Yin Rui, Chen Hao, Wang Changjiang, Qin Chaoren, Tao Tianqi, Hao Yunjia, Wu Rui, Jiang Yiqiu, Gui Jianchao
Department of Sports Medicine and Joint Surgery, Nanjing First Hospital, Nanjing Medical University, Nanjing, China.
Department of Clinical Neuroscience, Cambridge University, Cambridge, U.K; School of Computer Science, University of Birmingham, Birmingham, U.K.
Arthroscopy. 2025 Mar;41(3):574-584.e4. doi: 10.1016/j.arthro.2024.05.027. Epub 2024 Jun 12.
To develop a deep learning (DL) model that can simultaneously detect lateral and medial collateral ligament injuries of the ankle, aiding in the diagnosis of chronic ankle instability (CAI), and assess its impact on clinicians' diagnostic performance.
DL models were developed and externally validated on retrospectively collected ankle magnetic resonance imaging (MRI) between April 2016 and March 2022 respectively at 3 centers. Included patients had confirmed diagnoses of CAI through arthroscopy, as well as individuals who had undergone MRI and physical examinations that ruled out ligament injuries. DL models were constructed based on a multilabel paradigm. A transformer-based multilabel DL model (AnkleNet) was developed and compared with 4 convolution neural network (CNN) models. Subsequently, a reader study was conducted to evaluate the impact of model assistance on clinicians when diagnosing challenging cases: identifying rotational CAI (RCAI). Diagnostic performance was assessed using area under the receiver operating characteristic curve (AUC).

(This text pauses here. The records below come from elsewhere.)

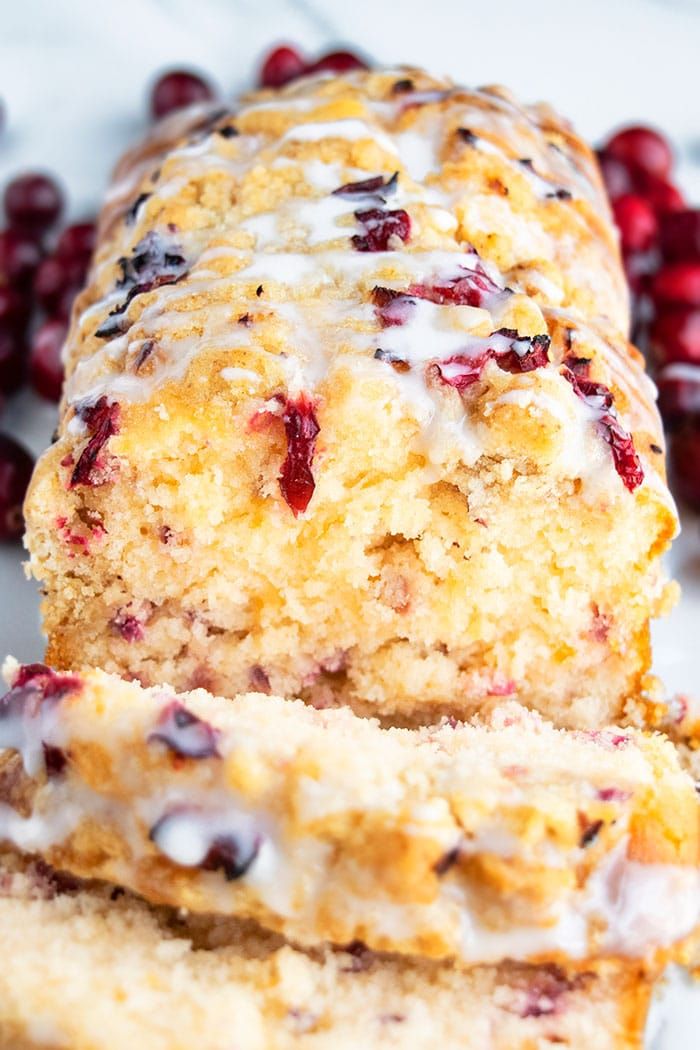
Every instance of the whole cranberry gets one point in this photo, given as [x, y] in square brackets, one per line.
[19, 257]
[636, 222]
[615, 175]
[282, 65]
[77, 240]
[16, 466]
[676, 336]
[641, 147]
[680, 234]
[338, 62]
[45, 363]
[685, 463]
[33, 203]
[679, 393]
[176, 89]
[13, 361]
[678, 284]
[56, 276]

Our transformer-based model achieved AUCs of 0.910 and 0.892 for detecting lateral and medial collateral ligament injury, respectively, both of which were significantly higher than those of CNN-based models (all P < .001). In terms of further CAI diagnosis, there was a macro-average AUC of 0.870 and a balanced accuracy of 0.805. The reader study indicated that incorporation with our model significantly enhanced the diagnostic accuracy of clinicians (P = .042), particularly junior clinicians, and led to a reduction in diagnostic variability. The code of the model can be accessed at https://github.com/ChiariRay/AnkleNet.

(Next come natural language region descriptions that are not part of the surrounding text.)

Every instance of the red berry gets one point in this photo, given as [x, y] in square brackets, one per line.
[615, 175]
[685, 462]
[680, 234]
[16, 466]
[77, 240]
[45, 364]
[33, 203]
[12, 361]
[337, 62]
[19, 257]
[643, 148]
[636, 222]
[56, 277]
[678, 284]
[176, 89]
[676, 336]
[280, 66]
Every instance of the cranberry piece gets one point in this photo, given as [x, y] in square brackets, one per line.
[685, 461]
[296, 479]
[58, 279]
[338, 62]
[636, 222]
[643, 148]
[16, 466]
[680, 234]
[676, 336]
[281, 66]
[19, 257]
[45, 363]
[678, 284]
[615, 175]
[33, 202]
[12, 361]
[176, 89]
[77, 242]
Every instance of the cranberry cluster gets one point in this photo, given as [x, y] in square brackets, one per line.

Our transformer-based model was able to detect lateral and medial collateral ligament injuries based on MRI and outperformed CNN-based models, demonstrating a promising performance in diagnosing CAI, especially patients with RCAI.

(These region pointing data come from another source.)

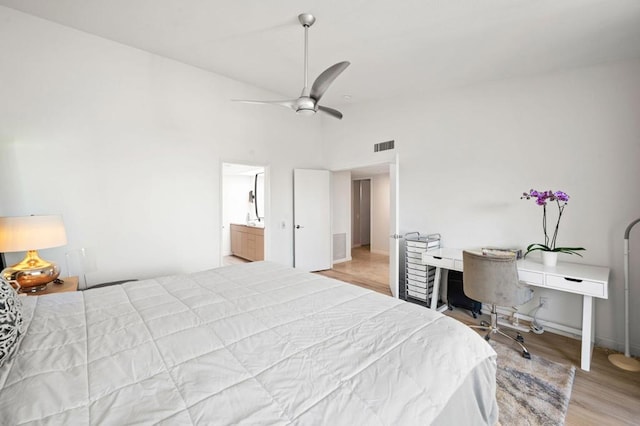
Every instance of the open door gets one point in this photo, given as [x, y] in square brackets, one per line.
[394, 241]
[312, 219]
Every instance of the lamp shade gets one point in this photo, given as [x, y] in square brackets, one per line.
[25, 233]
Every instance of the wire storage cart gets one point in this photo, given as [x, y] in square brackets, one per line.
[419, 278]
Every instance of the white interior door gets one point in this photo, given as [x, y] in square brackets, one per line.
[394, 241]
[312, 219]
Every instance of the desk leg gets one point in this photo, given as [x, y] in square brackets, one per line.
[436, 290]
[588, 317]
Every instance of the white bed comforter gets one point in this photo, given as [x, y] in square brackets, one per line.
[258, 343]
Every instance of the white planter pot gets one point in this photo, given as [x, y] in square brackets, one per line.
[549, 258]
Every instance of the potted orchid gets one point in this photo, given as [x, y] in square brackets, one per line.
[549, 249]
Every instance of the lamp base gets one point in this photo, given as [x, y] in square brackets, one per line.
[32, 273]
[624, 362]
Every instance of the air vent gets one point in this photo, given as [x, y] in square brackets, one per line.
[383, 146]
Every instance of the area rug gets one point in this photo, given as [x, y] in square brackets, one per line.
[531, 392]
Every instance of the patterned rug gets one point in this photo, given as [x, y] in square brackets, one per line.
[531, 392]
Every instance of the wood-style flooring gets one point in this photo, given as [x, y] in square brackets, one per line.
[605, 395]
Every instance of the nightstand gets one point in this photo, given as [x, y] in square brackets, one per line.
[70, 284]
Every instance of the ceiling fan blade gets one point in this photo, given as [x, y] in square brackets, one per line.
[287, 103]
[332, 112]
[325, 79]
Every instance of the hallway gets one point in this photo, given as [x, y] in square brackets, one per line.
[366, 269]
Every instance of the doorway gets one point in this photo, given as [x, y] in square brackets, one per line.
[243, 195]
[361, 200]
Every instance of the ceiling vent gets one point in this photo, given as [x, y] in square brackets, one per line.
[383, 146]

Developing such an algorithm can improve the diagnostic performance of clinicians, aiding in identifying patients who would benefit from arthroscopy, such as patients with RCAI.
开发一种深度学习(DL)模型,该模型能够同时检测踝关节的外侧和内侧副韧带损伤,辅助诊断慢性踝关节不稳(CAI),并评估其对临床医生诊断性能的影响。
分别在3个中心对2016年4月至2022年3月期间回顾性收集的踝关节磁共振成像(MRI)数据开发DL模型并进行外部验证。纳入的患者通过关节镜检查确诊为CAI,以及接受过MRI和体格检查排除韧带损伤的个体。基于多标签范式构建DL模型。开发了一种基于Transformer的多标签DL模型(AnkleNet),并与4种卷积神经网络(CNN)模型进行比较。随后,进行了一项阅片者研究,以评估模型辅助对临床医生诊断具有挑战性病例(识别旋转性CAI,RCAI)时的影响。使用受试者操作特征曲线下面积(AUC)评估诊断性能。
我们基于Transformer的模型检测外侧和内侧副韧带损伤的AUC分别为0.910和0.892,均显著高于基于CNN的模型(所有P <.001)。在进一步的CAI诊断方面,宏观平均AUC为0.870,平衡准确率为0.805。阅片者研究表明,结合我们的模型可显著提高临床医生的诊断准确性(P = 0.042),尤其是初级临床医生,并减少诊断变异性。该模型的代码可在https://github.com/ChiariRay/AnkleNet获取。
我们基于Transformer的模型能够根据MRI检测外侧和内侧副韧带损伤,并且优于基于CNN的模型,在诊断CAI方面表现出良好的性能,尤其是对于RCAI患者。
开发这样一种算法可以提高临床医生的诊断性能,有助于识别那些将从关节镜检查中获益的患者,如RCAI患者。